LITURGY MATTERS: Lent – Let us hunger together for God!

By Michael McKenna, Archdiocesan Master of Ceremonies

Presenting in the liturgical calendar earlier this year, Lent has snuck up on us. Between Ash Wednesday and sundown on Holy Thursday, Catholics will enter a discipline of intensified prayer, fasting, and almsgiving in preparation for the celebration of Easter.

The Catechism lists fasting as one of the three pillars of penance in the Christian life.  Fasting, prayer and almsgiving express our conversion, respectively towards oneself, God, and neighbour (Catechism, 1434). 

To better understand the significance of the penitential character of fasting in our modern Christian lives, it is quite illuminating to consider the act in the context of Salvation history.
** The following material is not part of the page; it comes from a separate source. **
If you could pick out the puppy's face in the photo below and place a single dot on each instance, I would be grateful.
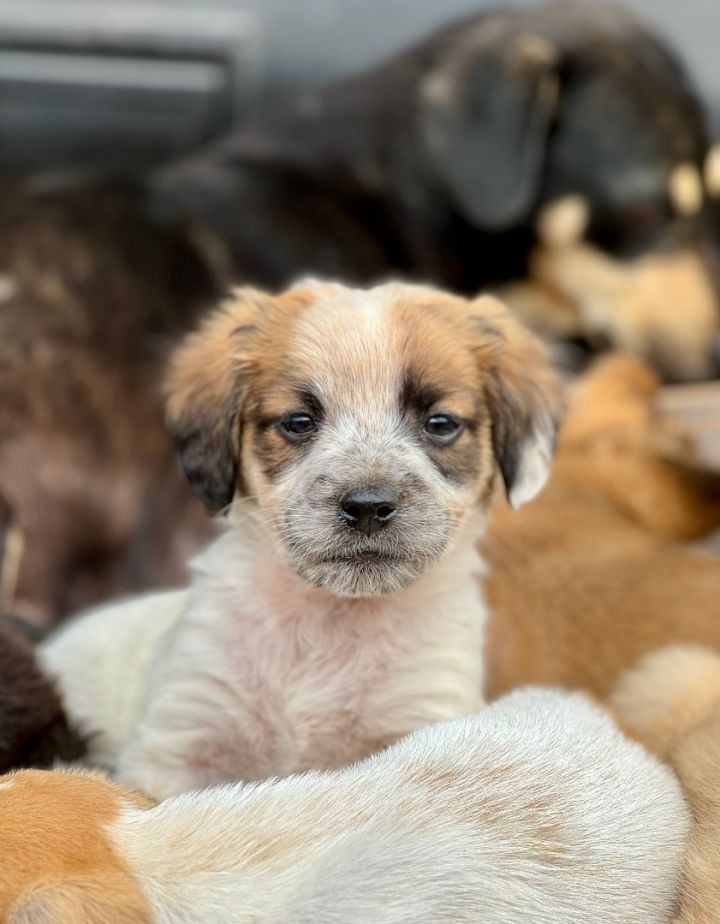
(367, 425)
In which case, could the irony be any more delicious that humanity’s ‘fall’ from God’s good grace into sin began with eating, while one of the most powerful spiritual weapons at our disposal is fasting?

When you think about it, God had essentially proclaimed a fast when he instructed Adam and Eve to abstain from the fruit of the tree of knowledge of good and evil (Gen. 2:17).
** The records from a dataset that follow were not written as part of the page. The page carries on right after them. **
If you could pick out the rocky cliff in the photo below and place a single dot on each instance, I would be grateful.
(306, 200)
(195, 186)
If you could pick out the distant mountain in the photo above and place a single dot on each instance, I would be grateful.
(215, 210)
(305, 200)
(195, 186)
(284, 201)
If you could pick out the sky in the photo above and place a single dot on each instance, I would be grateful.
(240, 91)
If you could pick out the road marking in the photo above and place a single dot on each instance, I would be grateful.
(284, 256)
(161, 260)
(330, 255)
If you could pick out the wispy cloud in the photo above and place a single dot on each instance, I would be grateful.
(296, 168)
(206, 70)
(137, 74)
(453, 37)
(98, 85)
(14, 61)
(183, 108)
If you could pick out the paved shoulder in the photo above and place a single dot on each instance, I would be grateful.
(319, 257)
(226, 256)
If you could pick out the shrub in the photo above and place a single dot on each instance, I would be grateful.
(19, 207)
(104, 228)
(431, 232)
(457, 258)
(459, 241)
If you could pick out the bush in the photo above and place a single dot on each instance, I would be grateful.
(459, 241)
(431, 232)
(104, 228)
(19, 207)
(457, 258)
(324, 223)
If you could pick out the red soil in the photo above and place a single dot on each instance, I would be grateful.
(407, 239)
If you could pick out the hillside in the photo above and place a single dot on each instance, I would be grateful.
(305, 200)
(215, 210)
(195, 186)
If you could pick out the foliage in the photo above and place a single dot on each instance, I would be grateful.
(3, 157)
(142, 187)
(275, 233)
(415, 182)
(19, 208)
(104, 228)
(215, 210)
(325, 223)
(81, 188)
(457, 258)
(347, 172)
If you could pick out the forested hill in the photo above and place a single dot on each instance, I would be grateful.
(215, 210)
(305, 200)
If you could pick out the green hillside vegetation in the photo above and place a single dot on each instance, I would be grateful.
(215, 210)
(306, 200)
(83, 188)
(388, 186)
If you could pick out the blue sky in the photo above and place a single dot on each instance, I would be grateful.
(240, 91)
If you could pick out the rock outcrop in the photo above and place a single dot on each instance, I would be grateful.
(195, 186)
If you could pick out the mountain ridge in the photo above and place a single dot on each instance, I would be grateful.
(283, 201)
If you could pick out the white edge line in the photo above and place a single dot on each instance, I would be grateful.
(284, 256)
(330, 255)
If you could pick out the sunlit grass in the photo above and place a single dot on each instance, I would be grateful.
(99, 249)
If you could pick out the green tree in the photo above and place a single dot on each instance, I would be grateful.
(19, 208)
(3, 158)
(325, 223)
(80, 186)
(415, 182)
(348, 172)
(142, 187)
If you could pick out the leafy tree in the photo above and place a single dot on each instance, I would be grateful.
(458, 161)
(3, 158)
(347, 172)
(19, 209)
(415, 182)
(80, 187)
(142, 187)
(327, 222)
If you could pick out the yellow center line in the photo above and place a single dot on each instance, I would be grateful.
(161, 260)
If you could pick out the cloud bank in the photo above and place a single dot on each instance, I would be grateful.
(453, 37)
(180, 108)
The pair did not eat of that tree because they were hungry, since all of creation was gifted by God to sustain them save for the fruit of that one tree.

Adam ate of the tree having been convinced by Satan that man could as it were live by bread alone. He abandoned faith in a dependence on God to sustain him, in favour of a faith based in the ‘godly’ properties of food.

In Matthew’s Gospel we read, “When He had fasted 40 days and 40 nights, He became hungry” (Mt 4:2). To be hungry is to realise that our human existence is dependent upon something else.

Satan tempted both Adam and Christ to eat as gods, but unlike Adam before him, Christ rebukes Satan saying: “Man shall not live by bread alone but by every word that proceeds from the mouth of God.” (Mt 4:4)

The Lenten discipline of prayer and fasting reminds us that liberated from the dependence on food, on material things, and on the world, we may recover our true spiritual nature and, through Baptism and the Holy Spirit, choose a path of conversion which leads to the promise of eternal life with God.

In teaching us to pray, Jesus invites us to ask the Father to “give us this day our daily bread” (Mt 6:11-15). This Lent may we be reminded of that which truly sustains all life. And may we hunger together for God, advancing along the path of conversion!